How To Market Your B2B E-Commerce Business
Even if you’re well-versed in conducting B2C e-commerce marketing activities, marketing a B2B e-commerce business is an entirely different affair. Here’s a list of what you’ll need to think about when marketing your B2B e-commerce business:
How to present your products
Since purchase behavior is so different between B2C and B2B customers, the way you present your product offering is important.
Focus on how your products add value to your clients’ business. Since B2B e-commerce purchase journeys tend to be more research-intensive given the higher quantity of goods and higher price tag, make sure to include the following on your website:
- Buyers’ guides
- Case studies
- Customer support details
- Product/demo videos
Get detailed with product descriptions
Don’t leave the product descriptions to manufacturers or suppliers. Complement existing product descriptions with engaging details about how the product brings value to their business. If you want to go one step further, think carefully about your product photography plans too.
Create an informative FAQs list
B2B e-commerce purchase journeys are less emotional than B2C customer journeys. Your B2B customers will want to know the facts about products, minimum order quantities, and any specialized information aimed at their specific industry or sector. Provide these through a frequently asked questions (FAQs) list.

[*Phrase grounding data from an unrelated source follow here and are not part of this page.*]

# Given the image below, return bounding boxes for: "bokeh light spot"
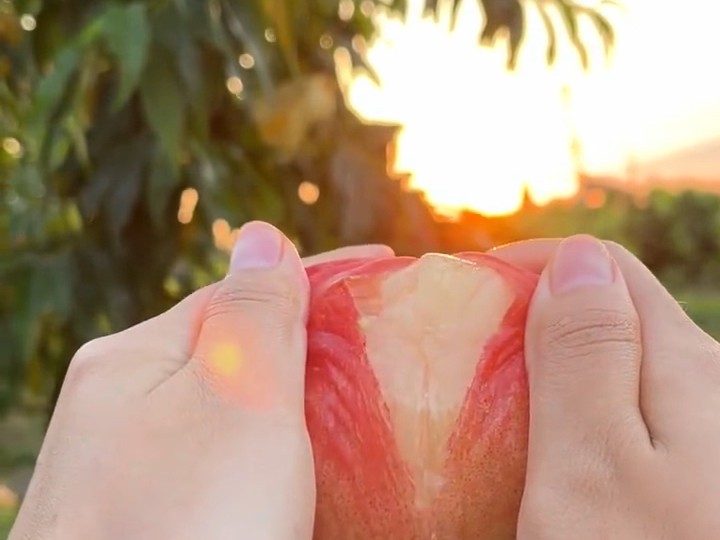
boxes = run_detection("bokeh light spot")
[319,34,334,49]
[213,218,235,252]
[338,0,355,21]
[210,342,243,379]
[351,35,367,54]
[584,187,607,208]
[2,137,22,156]
[298,181,320,205]
[360,0,375,16]
[20,14,36,31]
[226,76,243,95]
[177,188,199,224]
[0,485,18,511]
[239,53,255,69]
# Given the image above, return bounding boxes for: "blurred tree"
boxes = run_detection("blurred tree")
[625,189,720,287]
[670,191,720,282]
[427,0,617,68]
[625,190,678,275]
[0,0,617,416]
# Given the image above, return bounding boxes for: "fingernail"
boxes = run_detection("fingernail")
[229,222,283,272]
[550,235,614,295]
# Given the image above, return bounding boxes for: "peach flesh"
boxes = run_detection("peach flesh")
[305,253,539,540]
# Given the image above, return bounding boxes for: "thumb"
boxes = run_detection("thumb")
[524,235,650,453]
[190,221,309,414]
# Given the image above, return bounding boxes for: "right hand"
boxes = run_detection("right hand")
[492,235,720,539]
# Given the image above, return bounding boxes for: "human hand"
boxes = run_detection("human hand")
[492,235,720,539]
[9,221,393,540]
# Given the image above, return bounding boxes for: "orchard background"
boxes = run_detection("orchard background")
[1,0,719,535]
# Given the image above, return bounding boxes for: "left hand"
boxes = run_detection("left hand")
[10,221,393,540]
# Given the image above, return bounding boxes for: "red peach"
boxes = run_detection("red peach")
[305,252,538,540]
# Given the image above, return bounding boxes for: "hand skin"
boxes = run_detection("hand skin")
[491,235,720,540]
[9,221,394,540]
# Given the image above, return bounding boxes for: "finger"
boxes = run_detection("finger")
[94,242,391,394]
[188,221,310,414]
[601,243,720,445]
[108,246,393,363]
[489,239,557,274]
[302,244,394,267]
[493,238,718,445]
[492,239,692,325]
[524,235,651,458]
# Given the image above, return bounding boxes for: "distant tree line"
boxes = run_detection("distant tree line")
[434,187,720,290]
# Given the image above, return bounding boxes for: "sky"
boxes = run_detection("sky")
[347,0,720,215]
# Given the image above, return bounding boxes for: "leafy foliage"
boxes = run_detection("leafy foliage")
[626,190,720,285]
[1,0,617,416]
[425,0,619,68]
[464,186,720,291]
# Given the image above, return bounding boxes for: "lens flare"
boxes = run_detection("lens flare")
[210,342,244,379]
[200,339,277,410]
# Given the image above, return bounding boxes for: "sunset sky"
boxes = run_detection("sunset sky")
[348,0,720,215]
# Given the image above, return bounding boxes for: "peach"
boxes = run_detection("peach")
[305,252,539,540]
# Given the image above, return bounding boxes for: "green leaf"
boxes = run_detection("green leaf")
[9,275,36,367]
[14,252,74,362]
[155,8,201,98]
[537,5,557,65]
[599,0,626,11]
[103,2,152,110]
[139,47,185,168]
[259,0,300,76]
[423,0,439,18]
[105,165,146,242]
[221,0,276,96]
[450,0,463,30]
[146,145,179,230]
[478,0,524,69]
[65,112,91,168]
[32,252,74,320]
[47,130,73,170]
[252,180,284,223]
[582,8,615,58]
[556,0,589,69]
[28,46,82,155]
[153,6,207,134]
[79,137,149,224]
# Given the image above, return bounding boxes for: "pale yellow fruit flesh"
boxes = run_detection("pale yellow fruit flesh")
[346,253,515,511]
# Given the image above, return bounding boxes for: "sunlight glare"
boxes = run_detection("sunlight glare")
[200,334,277,410]
[349,0,581,215]
[348,0,720,215]
[210,342,244,379]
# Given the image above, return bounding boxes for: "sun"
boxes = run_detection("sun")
[346,0,596,216]
[342,0,720,215]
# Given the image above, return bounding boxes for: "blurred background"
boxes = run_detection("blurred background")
[1,0,720,534]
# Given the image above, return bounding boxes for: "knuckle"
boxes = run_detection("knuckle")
[207,277,301,323]
[64,337,112,388]
[541,308,640,358]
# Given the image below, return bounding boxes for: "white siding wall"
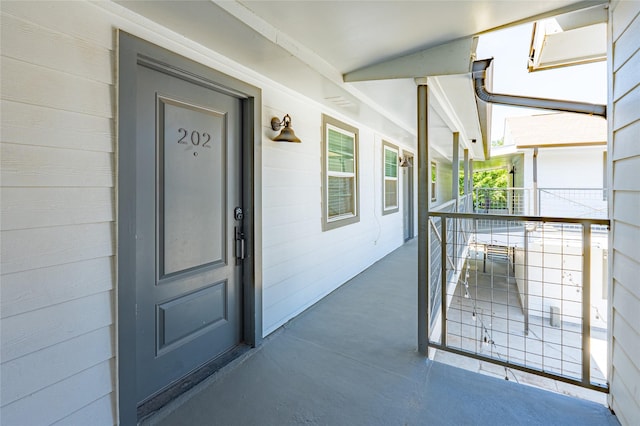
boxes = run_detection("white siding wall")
[0,1,413,423]
[609,1,640,425]
[522,147,606,189]
[260,86,412,335]
[536,147,606,188]
[0,3,117,424]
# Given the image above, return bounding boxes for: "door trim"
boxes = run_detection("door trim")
[117,31,262,425]
[402,150,415,241]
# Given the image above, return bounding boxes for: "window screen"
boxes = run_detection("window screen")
[383,143,399,214]
[322,115,359,230]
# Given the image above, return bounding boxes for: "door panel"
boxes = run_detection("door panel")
[160,98,227,275]
[403,156,414,241]
[135,64,243,404]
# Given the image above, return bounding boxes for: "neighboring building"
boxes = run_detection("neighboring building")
[486,112,608,218]
[0,2,638,426]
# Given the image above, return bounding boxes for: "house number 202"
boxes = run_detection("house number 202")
[177,128,212,148]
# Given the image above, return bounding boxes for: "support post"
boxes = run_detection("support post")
[582,223,592,386]
[468,160,474,206]
[533,148,539,216]
[463,149,469,210]
[417,82,430,355]
[441,217,448,346]
[524,228,530,336]
[452,132,460,210]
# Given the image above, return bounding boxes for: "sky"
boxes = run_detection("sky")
[475,23,607,143]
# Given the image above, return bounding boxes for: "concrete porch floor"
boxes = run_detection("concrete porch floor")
[144,239,618,426]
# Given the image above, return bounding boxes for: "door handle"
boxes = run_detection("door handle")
[235,227,245,264]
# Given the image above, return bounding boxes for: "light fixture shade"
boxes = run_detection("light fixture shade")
[273,127,301,143]
[271,114,301,143]
[399,157,411,168]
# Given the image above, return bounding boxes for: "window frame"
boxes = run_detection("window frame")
[322,114,360,231]
[382,141,400,215]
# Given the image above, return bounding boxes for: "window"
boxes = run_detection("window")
[431,161,437,202]
[322,114,359,230]
[383,141,399,215]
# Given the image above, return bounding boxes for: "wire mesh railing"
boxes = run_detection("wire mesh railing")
[429,196,472,325]
[473,187,608,220]
[538,188,607,219]
[427,212,609,391]
[473,187,531,215]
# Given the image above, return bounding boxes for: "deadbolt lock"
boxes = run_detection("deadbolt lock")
[234,207,244,221]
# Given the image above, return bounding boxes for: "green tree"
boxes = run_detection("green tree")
[459,168,509,203]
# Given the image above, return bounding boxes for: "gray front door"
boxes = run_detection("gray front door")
[403,154,414,241]
[134,62,243,403]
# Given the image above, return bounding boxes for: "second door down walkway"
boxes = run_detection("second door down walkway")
[145,239,618,426]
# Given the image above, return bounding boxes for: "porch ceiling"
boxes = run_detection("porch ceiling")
[115,0,605,158]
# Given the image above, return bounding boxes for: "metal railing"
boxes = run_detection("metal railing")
[538,188,607,219]
[427,211,609,391]
[474,187,531,215]
[429,196,472,326]
[473,187,607,219]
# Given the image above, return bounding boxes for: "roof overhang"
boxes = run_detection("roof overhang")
[528,4,607,72]
[343,37,478,82]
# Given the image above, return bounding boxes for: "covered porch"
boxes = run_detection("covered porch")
[143,240,617,425]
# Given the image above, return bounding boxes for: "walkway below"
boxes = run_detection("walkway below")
[145,239,618,426]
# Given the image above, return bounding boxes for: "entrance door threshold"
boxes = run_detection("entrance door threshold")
[138,344,252,423]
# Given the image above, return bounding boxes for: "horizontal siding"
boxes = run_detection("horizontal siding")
[1,257,114,319]
[1,187,114,231]
[612,223,640,271]
[610,2,640,426]
[260,101,406,335]
[612,281,640,355]
[612,83,640,131]
[1,326,113,406]
[1,143,114,187]
[1,56,113,118]
[1,291,113,362]
[611,368,640,426]
[0,12,114,85]
[262,218,321,248]
[612,0,640,41]
[0,359,114,426]
[611,120,640,161]
[612,311,640,375]
[52,394,116,426]
[1,223,114,275]
[612,250,640,301]
[1,100,113,153]
[612,155,640,191]
[0,2,113,51]
[264,230,375,304]
[0,4,117,424]
[613,191,640,228]
[611,347,640,424]
[613,10,640,72]
[613,44,640,101]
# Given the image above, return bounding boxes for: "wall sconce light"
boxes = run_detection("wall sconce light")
[399,156,412,168]
[270,114,301,143]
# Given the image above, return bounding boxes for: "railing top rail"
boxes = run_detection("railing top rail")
[432,198,457,212]
[539,187,607,191]
[474,187,530,191]
[429,211,610,226]
[473,187,606,191]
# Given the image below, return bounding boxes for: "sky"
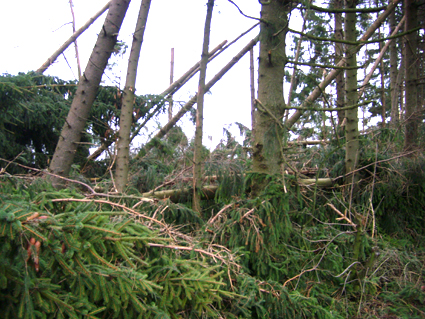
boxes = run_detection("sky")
[0,0,303,150]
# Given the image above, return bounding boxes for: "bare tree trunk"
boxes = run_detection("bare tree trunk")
[128,40,227,142]
[115,0,151,193]
[403,0,419,152]
[379,29,386,126]
[334,0,345,129]
[136,36,259,158]
[37,1,111,74]
[86,41,227,161]
[285,0,400,130]
[69,0,82,78]
[48,0,130,188]
[389,11,400,126]
[250,48,256,142]
[344,0,359,181]
[285,7,308,121]
[168,48,174,122]
[193,0,214,213]
[358,16,405,100]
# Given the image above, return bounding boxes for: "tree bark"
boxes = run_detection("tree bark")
[252,0,290,187]
[285,8,308,121]
[115,0,151,193]
[403,0,419,152]
[193,0,214,212]
[168,48,174,122]
[48,0,130,188]
[333,0,345,129]
[344,0,359,180]
[389,11,400,126]
[358,16,405,100]
[37,1,111,74]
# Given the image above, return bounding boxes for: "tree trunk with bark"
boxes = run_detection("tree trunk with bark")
[37,1,111,74]
[115,0,151,193]
[136,36,258,158]
[389,11,400,126]
[403,0,419,152]
[48,0,130,188]
[251,0,290,194]
[285,0,400,130]
[344,0,360,181]
[193,0,214,212]
[333,0,345,130]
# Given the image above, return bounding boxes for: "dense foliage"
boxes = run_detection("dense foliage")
[1,125,425,318]
[0,72,163,173]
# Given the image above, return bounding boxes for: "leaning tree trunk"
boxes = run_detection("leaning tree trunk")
[193,0,214,213]
[284,0,400,130]
[403,0,418,152]
[344,0,359,182]
[136,36,258,157]
[37,1,111,74]
[115,0,151,193]
[48,0,130,188]
[251,0,291,195]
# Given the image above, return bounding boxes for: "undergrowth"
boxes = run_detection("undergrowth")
[1,128,425,318]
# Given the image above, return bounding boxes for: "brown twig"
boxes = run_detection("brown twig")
[326,203,356,227]
[51,198,165,227]
[208,203,233,225]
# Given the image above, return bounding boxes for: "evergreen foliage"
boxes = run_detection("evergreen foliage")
[0,73,163,173]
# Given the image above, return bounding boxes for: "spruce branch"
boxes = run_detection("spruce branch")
[288,26,420,46]
[303,4,387,13]
[287,60,362,70]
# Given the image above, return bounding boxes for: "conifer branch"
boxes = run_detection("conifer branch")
[289,26,420,46]
[285,99,376,111]
[51,198,166,227]
[287,60,362,70]
[303,4,387,13]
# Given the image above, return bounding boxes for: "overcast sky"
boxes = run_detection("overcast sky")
[1,0,304,149]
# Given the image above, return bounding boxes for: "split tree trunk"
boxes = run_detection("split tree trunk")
[48,0,130,188]
[193,0,214,212]
[69,0,82,79]
[115,0,151,193]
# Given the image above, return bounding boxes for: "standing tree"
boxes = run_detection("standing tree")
[251,0,291,194]
[115,0,152,193]
[333,0,345,129]
[403,0,419,152]
[48,0,130,188]
[193,0,214,212]
[389,9,400,126]
[344,0,360,181]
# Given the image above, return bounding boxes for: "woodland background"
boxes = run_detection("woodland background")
[0,0,425,318]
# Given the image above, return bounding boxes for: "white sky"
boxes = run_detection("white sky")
[1,0,308,150]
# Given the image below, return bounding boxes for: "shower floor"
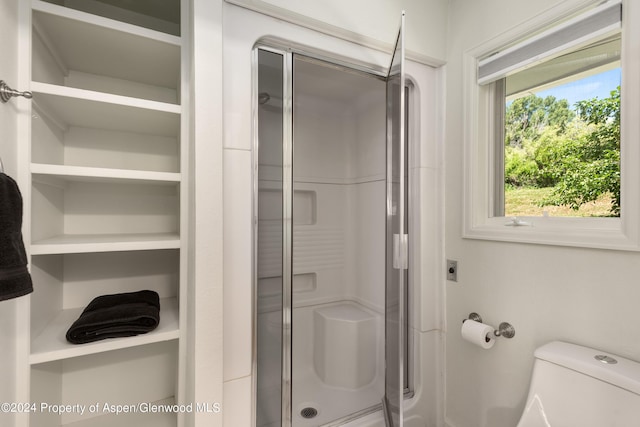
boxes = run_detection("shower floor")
[292,370,382,426]
[258,368,382,427]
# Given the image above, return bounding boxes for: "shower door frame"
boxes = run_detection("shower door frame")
[253,44,294,427]
[384,12,408,427]
[252,40,414,427]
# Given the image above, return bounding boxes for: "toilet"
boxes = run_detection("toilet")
[517,341,640,426]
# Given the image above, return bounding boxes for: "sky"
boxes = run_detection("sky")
[534,67,621,109]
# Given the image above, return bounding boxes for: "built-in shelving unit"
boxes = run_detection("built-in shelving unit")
[25,1,187,426]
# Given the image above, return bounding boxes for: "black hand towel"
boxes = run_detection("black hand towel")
[66,290,161,344]
[0,172,33,301]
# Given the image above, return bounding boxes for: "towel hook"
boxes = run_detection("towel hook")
[0,80,32,103]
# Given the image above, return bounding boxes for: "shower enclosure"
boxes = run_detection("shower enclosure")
[254,17,409,427]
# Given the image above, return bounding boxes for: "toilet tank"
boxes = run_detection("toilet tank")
[517,341,640,427]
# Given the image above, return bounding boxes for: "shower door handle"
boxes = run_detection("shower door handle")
[393,233,408,270]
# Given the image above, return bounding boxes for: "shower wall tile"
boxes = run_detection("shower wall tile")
[406,329,444,426]
[411,166,444,333]
[223,32,252,151]
[293,226,345,272]
[223,376,252,427]
[223,148,253,381]
[293,101,352,183]
[347,180,385,312]
[406,60,442,171]
[352,90,385,180]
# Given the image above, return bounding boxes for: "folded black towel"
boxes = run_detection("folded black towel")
[0,173,33,301]
[66,290,160,344]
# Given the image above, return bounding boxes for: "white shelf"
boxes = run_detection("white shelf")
[30,297,179,365]
[32,82,180,137]
[33,0,181,90]
[31,233,181,255]
[32,82,181,113]
[31,163,181,184]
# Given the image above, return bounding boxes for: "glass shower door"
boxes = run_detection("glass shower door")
[255,48,291,427]
[384,12,407,427]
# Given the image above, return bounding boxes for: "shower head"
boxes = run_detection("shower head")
[258,92,271,105]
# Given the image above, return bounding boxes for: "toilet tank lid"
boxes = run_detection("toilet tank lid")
[535,341,640,396]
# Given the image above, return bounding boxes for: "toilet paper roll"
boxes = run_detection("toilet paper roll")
[461,319,495,349]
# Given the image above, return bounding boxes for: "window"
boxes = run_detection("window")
[498,36,621,218]
[463,0,640,250]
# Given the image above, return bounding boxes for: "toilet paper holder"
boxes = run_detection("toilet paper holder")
[463,312,515,339]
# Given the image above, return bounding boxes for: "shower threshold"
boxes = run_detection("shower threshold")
[318,404,383,427]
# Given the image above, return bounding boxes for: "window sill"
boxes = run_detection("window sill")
[463,216,640,251]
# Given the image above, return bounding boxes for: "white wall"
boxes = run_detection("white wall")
[0,1,29,426]
[445,1,640,426]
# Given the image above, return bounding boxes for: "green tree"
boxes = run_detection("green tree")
[505,94,574,149]
[505,145,539,187]
[540,87,620,215]
[532,120,594,188]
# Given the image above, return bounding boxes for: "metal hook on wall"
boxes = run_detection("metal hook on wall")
[0,80,32,103]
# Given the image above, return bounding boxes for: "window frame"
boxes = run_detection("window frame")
[462,0,640,250]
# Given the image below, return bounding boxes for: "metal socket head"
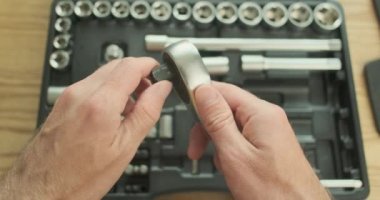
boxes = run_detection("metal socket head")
[53,34,71,49]
[173,2,192,22]
[54,17,72,32]
[74,0,93,18]
[263,2,288,28]
[288,2,313,28]
[192,1,216,25]
[238,2,262,27]
[93,0,112,18]
[50,50,70,70]
[151,1,172,22]
[216,1,238,25]
[111,0,130,19]
[130,0,151,21]
[104,44,124,62]
[314,2,342,31]
[55,0,75,17]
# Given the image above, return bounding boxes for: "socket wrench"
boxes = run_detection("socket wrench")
[216,1,238,25]
[54,17,72,33]
[238,2,262,27]
[49,50,70,70]
[314,2,343,31]
[241,55,342,71]
[55,0,75,17]
[93,0,112,19]
[263,2,288,28]
[288,2,313,28]
[173,2,192,22]
[53,34,71,49]
[111,0,130,19]
[150,1,172,23]
[192,1,216,28]
[145,35,342,52]
[74,0,93,18]
[104,44,124,62]
[130,0,151,21]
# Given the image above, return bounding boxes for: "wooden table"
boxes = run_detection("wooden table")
[0,0,379,199]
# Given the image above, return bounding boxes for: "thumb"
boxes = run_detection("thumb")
[194,84,242,148]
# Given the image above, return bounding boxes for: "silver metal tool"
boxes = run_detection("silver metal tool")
[192,1,216,27]
[241,55,342,71]
[192,160,199,174]
[104,44,124,62]
[288,2,313,28]
[54,17,72,33]
[320,179,363,189]
[238,2,262,27]
[314,2,343,31]
[130,0,151,21]
[49,51,70,71]
[216,1,238,25]
[173,2,192,22]
[93,0,112,18]
[159,115,173,139]
[150,1,172,23]
[47,86,66,105]
[55,0,75,17]
[139,164,149,175]
[53,34,71,49]
[202,57,230,75]
[146,127,157,138]
[111,0,130,19]
[145,35,343,52]
[74,0,93,18]
[262,2,288,28]
[125,164,134,175]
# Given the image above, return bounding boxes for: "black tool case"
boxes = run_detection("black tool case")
[37,0,369,199]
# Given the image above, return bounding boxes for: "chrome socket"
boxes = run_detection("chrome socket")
[314,2,343,31]
[263,2,288,28]
[216,2,238,25]
[238,2,262,27]
[93,0,112,19]
[104,44,125,62]
[150,1,172,23]
[192,1,216,28]
[74,0,93,18]
[53,34,71,49]
[49,50,70,70]
[55,0,75,17]
[47,86,66,105]
[288,2,313,29]
[173,2,192,22]
[130,0,151,21]
[54,17,72,32]
[111,0,130,19]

Make sure your website is B2B-friendly
Your website itself is part of the marketing process. Make sure your website has the following features and capabilities for B2B audiences:
- Ability to set minimum/maximum order quantities on a per-item basis
- Offer volume-based discounts
- Customized pricing for different customer groups
- Multiple payment options such as procurement punchout, credit cards, automated clearing house (ACH) payments, and pay on credit
Take the Leap Into B2B E-Commerce
The good news about B2B e-commerce ventures is that there are thousands of product routes you can choose and become successful. The key, however, is to build up a product and marketing plan before jumping in headfirst.
Growing your B2B e-commerce business doesn’t have to be a complicated affair or take you years to set up. Always remember to go back to basics and start with what problem you are trying to solve for your customers. Once you pinpoint the solution, you’ll be well on your way to fostering customer relationships and sparking growth.